SE...YAY

May 21, 2005 17:19

For you my love,
You keep on appearing in the rooms with pictures of bloody corpses. They never thought you'd sink below that terrible, smelly floorboard, into the secret dungeon, which was located under Sonia's house. As a friend of yours, I hope that you will not torture me too bad, and I hope you can reach into the depths of your dark, demonic heart to see that I am not a terrible person, even though I killed your old love, because I want to be your new love. *The fingernails have a good sign to me.* And so does my hero, Brownie of Brownieland! He is an amazingly amazing belly dancer with the magic power of body language. He is rich and has over 100 children, all boys named Andrew. He is very proud. He also has 7,000 wives and carries a wand.
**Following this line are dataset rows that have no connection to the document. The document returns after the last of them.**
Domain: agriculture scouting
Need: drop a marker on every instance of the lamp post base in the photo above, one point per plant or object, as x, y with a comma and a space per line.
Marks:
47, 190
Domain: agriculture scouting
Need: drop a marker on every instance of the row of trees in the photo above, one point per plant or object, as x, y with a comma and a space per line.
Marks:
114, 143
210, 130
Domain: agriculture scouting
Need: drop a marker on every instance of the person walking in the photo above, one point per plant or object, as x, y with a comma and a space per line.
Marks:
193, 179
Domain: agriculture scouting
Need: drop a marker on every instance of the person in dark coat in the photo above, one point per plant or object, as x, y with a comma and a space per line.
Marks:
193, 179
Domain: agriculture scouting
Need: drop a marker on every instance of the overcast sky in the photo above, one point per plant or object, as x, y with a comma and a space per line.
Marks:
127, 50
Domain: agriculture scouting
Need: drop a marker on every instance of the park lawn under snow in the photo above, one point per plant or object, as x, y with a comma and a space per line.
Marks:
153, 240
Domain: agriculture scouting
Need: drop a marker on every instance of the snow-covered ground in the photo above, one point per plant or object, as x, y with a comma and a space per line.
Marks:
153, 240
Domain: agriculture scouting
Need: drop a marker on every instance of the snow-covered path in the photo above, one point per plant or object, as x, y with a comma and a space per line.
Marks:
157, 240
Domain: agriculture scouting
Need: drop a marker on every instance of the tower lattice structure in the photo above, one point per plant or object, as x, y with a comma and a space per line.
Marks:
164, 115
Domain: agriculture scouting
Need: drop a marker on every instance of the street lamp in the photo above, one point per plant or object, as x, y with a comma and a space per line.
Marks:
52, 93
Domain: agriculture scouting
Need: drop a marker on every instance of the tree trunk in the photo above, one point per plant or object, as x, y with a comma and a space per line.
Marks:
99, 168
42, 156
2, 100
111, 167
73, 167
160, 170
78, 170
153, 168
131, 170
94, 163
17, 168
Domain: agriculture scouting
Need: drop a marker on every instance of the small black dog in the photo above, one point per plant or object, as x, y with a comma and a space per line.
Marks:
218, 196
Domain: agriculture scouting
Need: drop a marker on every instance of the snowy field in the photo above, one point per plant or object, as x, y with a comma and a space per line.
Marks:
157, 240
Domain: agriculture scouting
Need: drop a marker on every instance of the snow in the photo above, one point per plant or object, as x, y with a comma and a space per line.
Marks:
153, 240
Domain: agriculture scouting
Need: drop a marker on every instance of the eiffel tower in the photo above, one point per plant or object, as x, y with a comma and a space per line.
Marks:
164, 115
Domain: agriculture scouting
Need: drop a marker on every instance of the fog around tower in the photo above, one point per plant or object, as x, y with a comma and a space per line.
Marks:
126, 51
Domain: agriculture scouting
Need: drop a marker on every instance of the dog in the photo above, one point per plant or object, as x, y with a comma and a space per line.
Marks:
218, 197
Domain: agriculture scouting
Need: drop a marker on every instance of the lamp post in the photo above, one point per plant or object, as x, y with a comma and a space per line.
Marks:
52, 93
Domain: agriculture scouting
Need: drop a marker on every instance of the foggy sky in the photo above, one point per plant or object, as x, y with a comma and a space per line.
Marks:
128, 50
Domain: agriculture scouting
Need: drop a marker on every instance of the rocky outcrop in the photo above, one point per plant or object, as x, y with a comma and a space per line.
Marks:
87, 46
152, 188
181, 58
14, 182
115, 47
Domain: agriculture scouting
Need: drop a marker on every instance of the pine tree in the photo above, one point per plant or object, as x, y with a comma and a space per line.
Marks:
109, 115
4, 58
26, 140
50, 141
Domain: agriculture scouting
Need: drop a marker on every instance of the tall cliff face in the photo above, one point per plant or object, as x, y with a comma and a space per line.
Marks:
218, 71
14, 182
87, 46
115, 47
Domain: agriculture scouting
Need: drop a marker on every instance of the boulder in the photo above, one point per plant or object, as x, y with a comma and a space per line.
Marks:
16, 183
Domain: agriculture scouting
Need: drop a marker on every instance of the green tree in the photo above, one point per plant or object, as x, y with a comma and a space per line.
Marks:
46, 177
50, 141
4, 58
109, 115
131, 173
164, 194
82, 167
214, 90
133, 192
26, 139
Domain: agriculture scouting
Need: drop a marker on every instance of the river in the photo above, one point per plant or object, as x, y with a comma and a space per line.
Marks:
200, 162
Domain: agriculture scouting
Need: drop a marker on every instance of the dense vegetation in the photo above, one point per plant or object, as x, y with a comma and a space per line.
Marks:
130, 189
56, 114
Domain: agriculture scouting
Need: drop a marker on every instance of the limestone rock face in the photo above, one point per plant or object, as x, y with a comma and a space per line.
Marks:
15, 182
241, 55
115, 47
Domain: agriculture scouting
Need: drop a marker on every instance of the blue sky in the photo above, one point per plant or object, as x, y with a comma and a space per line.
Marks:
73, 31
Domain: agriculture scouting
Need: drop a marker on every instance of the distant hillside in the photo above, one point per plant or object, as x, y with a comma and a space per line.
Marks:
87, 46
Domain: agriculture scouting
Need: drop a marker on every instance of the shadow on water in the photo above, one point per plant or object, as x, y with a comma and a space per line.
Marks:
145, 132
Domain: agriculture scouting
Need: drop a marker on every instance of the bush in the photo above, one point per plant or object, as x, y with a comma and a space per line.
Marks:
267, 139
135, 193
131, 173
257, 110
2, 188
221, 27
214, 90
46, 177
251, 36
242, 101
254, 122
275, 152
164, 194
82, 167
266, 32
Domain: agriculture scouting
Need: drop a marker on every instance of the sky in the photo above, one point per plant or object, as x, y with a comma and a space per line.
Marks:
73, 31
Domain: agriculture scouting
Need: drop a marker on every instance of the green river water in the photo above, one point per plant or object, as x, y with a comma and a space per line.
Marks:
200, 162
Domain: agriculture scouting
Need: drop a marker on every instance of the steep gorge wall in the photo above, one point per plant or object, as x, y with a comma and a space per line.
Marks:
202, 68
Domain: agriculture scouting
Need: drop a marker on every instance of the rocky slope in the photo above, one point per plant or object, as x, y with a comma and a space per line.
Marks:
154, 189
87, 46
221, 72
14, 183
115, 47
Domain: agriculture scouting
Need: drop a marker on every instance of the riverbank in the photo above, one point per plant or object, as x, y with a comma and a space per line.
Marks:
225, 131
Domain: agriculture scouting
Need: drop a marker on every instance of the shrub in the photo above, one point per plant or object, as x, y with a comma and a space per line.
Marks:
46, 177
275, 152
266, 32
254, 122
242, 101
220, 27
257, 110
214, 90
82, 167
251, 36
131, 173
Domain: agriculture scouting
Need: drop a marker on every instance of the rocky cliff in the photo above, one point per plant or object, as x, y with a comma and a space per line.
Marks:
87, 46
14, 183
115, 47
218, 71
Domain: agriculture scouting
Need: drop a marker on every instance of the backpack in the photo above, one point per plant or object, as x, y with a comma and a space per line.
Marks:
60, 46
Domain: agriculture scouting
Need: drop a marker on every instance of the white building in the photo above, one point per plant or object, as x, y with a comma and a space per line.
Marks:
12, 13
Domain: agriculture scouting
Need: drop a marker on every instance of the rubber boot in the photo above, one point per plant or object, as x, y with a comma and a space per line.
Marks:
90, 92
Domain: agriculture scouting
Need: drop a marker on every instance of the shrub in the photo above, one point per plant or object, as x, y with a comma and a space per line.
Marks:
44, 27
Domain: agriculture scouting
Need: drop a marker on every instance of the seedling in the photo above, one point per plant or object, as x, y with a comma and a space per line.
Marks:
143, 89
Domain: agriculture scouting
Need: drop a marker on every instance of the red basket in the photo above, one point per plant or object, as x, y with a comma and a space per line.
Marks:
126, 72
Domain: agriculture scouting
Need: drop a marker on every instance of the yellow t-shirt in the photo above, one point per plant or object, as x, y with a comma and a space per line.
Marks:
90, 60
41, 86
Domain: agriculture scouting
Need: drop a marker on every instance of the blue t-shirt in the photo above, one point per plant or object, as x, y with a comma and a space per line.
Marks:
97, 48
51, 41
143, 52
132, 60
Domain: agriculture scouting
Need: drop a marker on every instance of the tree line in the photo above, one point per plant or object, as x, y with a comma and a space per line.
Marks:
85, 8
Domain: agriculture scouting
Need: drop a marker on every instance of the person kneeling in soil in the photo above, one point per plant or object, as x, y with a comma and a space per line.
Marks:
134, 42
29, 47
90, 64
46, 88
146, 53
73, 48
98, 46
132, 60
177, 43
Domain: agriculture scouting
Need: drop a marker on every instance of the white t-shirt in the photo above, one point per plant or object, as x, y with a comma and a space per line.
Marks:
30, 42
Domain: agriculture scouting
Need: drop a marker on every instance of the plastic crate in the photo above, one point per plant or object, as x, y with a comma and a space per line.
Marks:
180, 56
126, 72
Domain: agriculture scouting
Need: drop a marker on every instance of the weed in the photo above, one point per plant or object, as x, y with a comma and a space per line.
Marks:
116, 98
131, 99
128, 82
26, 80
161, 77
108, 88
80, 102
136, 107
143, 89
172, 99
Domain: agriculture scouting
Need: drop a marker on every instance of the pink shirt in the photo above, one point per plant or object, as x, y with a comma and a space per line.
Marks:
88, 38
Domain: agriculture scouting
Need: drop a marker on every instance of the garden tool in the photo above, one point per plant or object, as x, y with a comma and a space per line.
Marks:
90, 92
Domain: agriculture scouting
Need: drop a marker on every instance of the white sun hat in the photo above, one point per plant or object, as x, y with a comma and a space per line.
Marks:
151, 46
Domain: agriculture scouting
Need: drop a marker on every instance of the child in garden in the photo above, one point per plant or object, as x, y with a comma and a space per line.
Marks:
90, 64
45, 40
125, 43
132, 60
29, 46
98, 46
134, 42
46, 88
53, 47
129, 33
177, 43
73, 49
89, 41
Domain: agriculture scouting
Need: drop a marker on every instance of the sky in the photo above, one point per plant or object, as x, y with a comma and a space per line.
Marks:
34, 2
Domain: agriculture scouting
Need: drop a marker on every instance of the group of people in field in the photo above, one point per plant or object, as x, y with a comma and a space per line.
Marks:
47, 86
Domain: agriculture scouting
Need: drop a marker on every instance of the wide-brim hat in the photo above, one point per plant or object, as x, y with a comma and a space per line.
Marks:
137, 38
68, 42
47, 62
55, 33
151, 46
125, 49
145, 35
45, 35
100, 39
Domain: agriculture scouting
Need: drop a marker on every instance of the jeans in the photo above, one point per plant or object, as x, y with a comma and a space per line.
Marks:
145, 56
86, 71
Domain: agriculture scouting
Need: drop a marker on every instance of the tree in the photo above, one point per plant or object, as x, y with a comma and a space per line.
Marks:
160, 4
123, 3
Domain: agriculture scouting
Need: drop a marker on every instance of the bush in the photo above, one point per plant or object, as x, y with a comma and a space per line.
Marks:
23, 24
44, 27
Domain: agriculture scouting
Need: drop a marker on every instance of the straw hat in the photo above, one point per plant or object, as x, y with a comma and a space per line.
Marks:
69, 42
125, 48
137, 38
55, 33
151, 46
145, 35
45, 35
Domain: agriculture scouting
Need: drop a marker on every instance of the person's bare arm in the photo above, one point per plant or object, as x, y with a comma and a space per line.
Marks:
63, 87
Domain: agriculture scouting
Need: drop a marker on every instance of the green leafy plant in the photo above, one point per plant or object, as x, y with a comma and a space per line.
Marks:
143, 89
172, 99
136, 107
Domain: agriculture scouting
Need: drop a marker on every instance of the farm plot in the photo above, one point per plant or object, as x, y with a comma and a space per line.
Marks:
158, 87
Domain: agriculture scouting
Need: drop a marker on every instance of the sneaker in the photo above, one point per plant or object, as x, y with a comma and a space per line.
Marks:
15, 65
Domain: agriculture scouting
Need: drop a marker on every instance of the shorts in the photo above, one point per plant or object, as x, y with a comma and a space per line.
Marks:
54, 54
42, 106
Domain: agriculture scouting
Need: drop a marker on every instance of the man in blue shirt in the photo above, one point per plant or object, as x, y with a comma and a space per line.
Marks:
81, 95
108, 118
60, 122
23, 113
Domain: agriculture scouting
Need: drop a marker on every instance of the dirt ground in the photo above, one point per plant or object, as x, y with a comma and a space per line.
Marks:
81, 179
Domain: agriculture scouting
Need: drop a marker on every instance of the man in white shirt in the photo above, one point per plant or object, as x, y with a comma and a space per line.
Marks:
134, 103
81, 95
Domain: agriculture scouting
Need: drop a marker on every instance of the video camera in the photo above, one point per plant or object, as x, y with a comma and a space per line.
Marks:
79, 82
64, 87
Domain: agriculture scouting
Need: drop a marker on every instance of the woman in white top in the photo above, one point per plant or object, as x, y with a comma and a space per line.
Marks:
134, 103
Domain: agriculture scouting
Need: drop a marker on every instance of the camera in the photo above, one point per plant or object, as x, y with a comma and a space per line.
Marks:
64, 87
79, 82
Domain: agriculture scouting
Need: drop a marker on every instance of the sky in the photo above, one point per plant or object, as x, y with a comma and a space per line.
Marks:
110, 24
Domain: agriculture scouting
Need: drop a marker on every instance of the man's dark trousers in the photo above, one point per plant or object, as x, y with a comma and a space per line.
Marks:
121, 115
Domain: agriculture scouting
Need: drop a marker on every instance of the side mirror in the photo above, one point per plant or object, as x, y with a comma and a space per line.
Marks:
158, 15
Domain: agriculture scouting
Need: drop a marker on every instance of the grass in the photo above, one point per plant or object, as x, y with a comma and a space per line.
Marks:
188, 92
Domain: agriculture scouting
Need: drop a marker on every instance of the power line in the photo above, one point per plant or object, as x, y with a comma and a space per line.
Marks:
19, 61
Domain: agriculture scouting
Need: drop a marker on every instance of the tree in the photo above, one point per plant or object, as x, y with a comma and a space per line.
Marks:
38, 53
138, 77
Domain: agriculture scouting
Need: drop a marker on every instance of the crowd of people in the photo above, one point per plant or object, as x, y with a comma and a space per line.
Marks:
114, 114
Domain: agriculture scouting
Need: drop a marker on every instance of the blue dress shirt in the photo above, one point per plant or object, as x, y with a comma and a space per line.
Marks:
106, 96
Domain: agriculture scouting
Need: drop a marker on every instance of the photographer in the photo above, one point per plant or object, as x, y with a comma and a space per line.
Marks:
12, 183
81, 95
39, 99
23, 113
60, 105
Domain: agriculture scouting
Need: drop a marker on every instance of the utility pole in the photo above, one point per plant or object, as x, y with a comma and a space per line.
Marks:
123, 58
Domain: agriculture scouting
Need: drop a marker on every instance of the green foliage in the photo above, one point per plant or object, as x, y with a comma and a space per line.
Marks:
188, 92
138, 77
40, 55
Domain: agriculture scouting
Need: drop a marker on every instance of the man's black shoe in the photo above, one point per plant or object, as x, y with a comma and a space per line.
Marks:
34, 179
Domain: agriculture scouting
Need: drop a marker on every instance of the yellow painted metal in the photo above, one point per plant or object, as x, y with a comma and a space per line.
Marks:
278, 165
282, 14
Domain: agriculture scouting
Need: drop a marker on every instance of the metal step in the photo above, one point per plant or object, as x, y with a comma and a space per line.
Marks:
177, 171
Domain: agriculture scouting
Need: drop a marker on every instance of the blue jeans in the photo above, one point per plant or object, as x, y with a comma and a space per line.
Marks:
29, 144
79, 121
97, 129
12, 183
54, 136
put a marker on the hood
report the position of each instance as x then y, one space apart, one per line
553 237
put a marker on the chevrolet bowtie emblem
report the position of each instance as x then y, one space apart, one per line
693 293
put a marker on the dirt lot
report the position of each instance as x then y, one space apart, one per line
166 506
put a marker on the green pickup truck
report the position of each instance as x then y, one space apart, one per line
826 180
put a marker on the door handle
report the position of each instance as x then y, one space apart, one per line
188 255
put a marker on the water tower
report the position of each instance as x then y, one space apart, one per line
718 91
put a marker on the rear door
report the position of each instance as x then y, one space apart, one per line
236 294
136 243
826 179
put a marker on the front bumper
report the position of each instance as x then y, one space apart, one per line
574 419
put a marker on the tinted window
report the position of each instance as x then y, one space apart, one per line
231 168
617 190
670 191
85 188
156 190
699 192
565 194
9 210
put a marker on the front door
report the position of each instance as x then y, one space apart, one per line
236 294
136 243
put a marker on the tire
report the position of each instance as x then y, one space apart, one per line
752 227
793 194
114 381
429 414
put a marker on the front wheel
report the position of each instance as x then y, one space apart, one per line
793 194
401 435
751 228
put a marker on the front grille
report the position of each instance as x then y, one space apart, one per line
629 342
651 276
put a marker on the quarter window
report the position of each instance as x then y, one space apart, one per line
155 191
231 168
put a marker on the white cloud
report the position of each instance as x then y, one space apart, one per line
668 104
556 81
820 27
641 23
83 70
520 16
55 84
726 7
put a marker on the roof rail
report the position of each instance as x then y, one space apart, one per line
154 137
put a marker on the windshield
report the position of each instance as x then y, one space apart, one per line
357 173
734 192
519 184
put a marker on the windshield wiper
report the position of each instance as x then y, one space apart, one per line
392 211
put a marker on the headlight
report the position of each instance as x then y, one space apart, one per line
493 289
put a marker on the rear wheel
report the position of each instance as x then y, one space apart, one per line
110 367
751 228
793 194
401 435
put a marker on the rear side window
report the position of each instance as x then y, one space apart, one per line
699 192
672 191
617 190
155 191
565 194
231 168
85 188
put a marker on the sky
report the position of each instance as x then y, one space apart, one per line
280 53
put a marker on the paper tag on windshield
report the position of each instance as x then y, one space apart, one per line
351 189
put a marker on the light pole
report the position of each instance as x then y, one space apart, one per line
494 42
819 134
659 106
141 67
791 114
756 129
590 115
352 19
His wand was decorated with pink flowers with the wonderful scent of honeydew and Johnsons&Johnsons baby oil. He came to Sonia's house, leapt stealthily into the dungeon beneath, and traveled deep into the pretty pink forest full of rainbows and happiness. He waved his pink wand and butterflies came flying out. Then he called his pet ostrich named Duck to assist him in battle against the pretty butterflies. When Duck came, he also brought some pretty pretty ponies to ride on. Then he put on his pretty pretty princess crown and stared to sing a pretty pretty song. Then Brownie kills Jeffrey, who was the skitzophrlskdjfalisnf side of Duck. Duck's lips were chapped so Brownie waved his pretty pink fairy wand and did a belly dance, resulting in the heavens parting and patroleum raining down in all different flavors. This made Duck unchapped and stand tall. Brownie was like "Wow!" and asked if he could go to the kandy shop and buy some nerds. Duck looked deep into Brownie's eyes and they made unchapped sweet sweet ostrich sized cupcakes. Then the pretty pretty ponies turned evil and ate everyone. They were all dead now. The End. But the fingernails still have good signs to me!